暗号資産専門メディアのザ・ブロックが9月17日に報じた。CFTCは、ソフトウエア開発者が利用者を指定契約市場(DCM)に接続する場合でも、先物紹介業者(IB)としての登録を求めないノーアクション指針を公表した。利用者に関連情報を十分開示し、社内の方針や手続きを整備するなど、一定の要件を満たす事業者が対象となる。

今回の措置は、CFTCがこれまで暗号資産ウォレットサービスのファントム(Phantom)に個別に与えていたノーアクション方針を、業界全体に広げたものだ。CFTCは脚注で、暗号資産向けソフトウエアに限らず、類似機能を提供する他の開発者にも今回の指針が適用され得ると説明した。
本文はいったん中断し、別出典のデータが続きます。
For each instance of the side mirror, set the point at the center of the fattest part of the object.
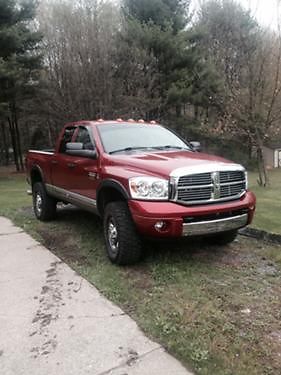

ソラナ政策研究所の法務責任者、パトリック・ウィルソン氏は、ファントムに限られていた規制上の例外が、他のソフトウエア事業者も活用できる枠組みに広がった意義は大きいと評価した。開発者が仲介業者に分類されず、利用者を規制されたデリバティブ市場につなぐ基準が、より明確になったとも指摘した。デジタル・チェンバーのコディ・カーボン最高経営責任者(CEO)もXで、デリバティブ市場におけるソフトウエア革新を妨げてきた主要な規制上の不確実性が解消されたと投稿した。

今回の指針は、米証券取引委員会(SEC)がトークン化株式のオンチェーン取引を認める「イノベーション免除」方針を公表してから、わずか数時間後に示された。デジタル資産業界の連邦規制の枠組みを盛り込んだクラリティ法(CLARITY Act)が上院の手続き採決を通過できなかったことを受け、CFTCとSECがそれぞれ行政レベルで制度整備に動いたとみられる。

もっとも、ノーアクション指針は正式な規則ではない。今後、委員会の構成や政策方針が変われば撤回される可能性がある。ある業界関係者はザ・ブロックに対し、指針の適用範囲拡大は前向きだが、次期委員会がこれを覆す余地は残ると語った。一方で、この枠組みを活用する事業者が増えるほど、将来の政策転換は難しくなるとの見方も示した。CFTCのマイケル・セリグ委員長は5月、ファントムに適用したノーアクション方針を正式な規則に移す考えを示したが、具体的な後続措置はなお出ていない。